Tenor Jonas Kaufmann hit two of them out of the park this year: first was a version of Schubert’s Winterreise with pianist Helmut Deutsch (Sony Classical), for which Kaufmann explores his lower-register colors to terrific effect, finding every heart-rending nuance of the piece but allowing the words and music to do their own unhappy work. Then came You Mean the World to Me (Sony Classical), which has nothing to do with Toni Braxton and all to do with an era of music in Berlin—1925 to 1935—when operetta flourished and tunesmiths like Lehár and Kálmán and Stoltz led us to the land of smiles. Kaufmann divides the material between English and German lyrics, joined on three by soprano Julia Kleiter, with Jochen Rieder conducting the Berlin Radio Symphony.
As well represented as they are on CD, Schubert and Beethoven nevertheless enjoyed some significant interpretations this year. Supremely talented violinist Julia Fischer recorded individual CDs of Schubert’s works for violin and piano; they recently were combined into a two-CD package (on Pentatone) that’s much more economical. The three sonatinas and a rondo are on disc one; two sports the Sonata D. 574 and Fantasia D. 934, and the Fantasia for Piano Duet D. 940 that puts Fischer at the keyboard with pianist Martin Helmchen. Excellent playing at sensible tempos.

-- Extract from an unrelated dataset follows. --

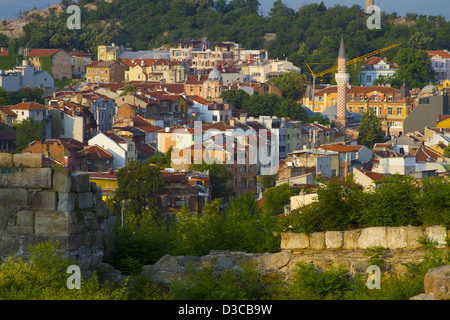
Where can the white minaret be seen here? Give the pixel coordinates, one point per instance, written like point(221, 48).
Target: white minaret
point(342, 80)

A grab-bag of Schubert songs and sonatas comprises a new Ancalgon release by violinist Lara St. John and friends, a well-chosen mix that starts with the “Songs of the Harpist” cycle inspired by Goethe, sung by soprano Anna Prohaska with Marie-Pierre Langlamet at the harp. And harp accompanies the rest of a program that includes the Violin Sonatina D. 384, the Arpeggione Sonata with cellist Ludwig Quandt, three of the D. 899 impromptus and, heart-rendingly, “Gretchen am Spinnrade,” a song rendered all the more effective with harp behind it.

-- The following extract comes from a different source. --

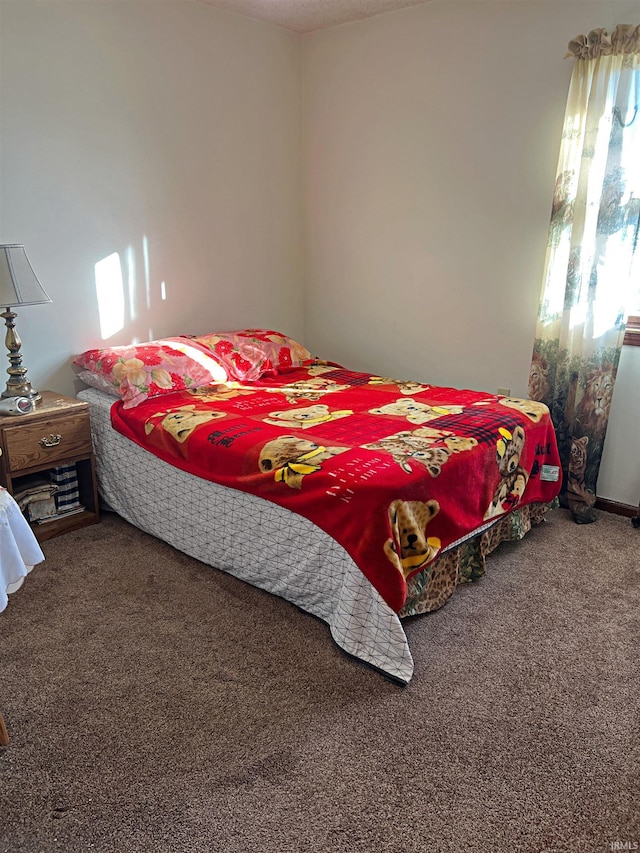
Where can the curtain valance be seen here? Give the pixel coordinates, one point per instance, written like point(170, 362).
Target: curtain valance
point(624, 39)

A couple of Beethoven projects finished this year. The Tokyo String Quartet—now disbanded—put their second trip through the complete quartets into a box set (Harmonia Mundi) that is a beautiful apotheosis of all this group has done, and stands as one of the most thrilling surveys of these works.

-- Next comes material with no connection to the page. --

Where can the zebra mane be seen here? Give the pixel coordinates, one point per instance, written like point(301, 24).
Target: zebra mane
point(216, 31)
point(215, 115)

Pianist Leif Ove Andsnes finished his Beethoven Journey by releasing the Piano Concerto No. 5, and now all five concertos—along with the oddball Choral Fantasy—in a box set (Sony Classical). This is splendid work by the Mahler Chamber Orchestra under the direction of the formidable Andsnes.
Speaking of pianists: Leon Fleischer continues to amaze with his single-handed prowess, and All the Things You Are (Bridge) opens with Brahms’s arrangement of Bach’s Chaconne, closes with the title song, a Jerome Kern ballad, in a gorgeous version by Stephen Prutsman, and takes us through works by Kirchner, Mompou, Gershwin and others, including George Perle’s “Musical Offerings,” a celebration of Fleischer at 70. Now he’s 86, and unstoppable.
And no year is complete without Martha Argerich’s Live from Lugano. The 2013 edition (Warner Classics) offers her in top form playing Beethoven’s Piano Concerto No. 1 as well as his Cello Sonata No.2 with old friend Mischa Maisky. Ronald and Gauthier Capuçon are here, as is Gabriela Montero, and there are works by Respighi, Ravel, Liszt and Shostakovich–and a high-spirited finish with Argerich and company romping through Saint-Saëns’s Carnival of the Animals.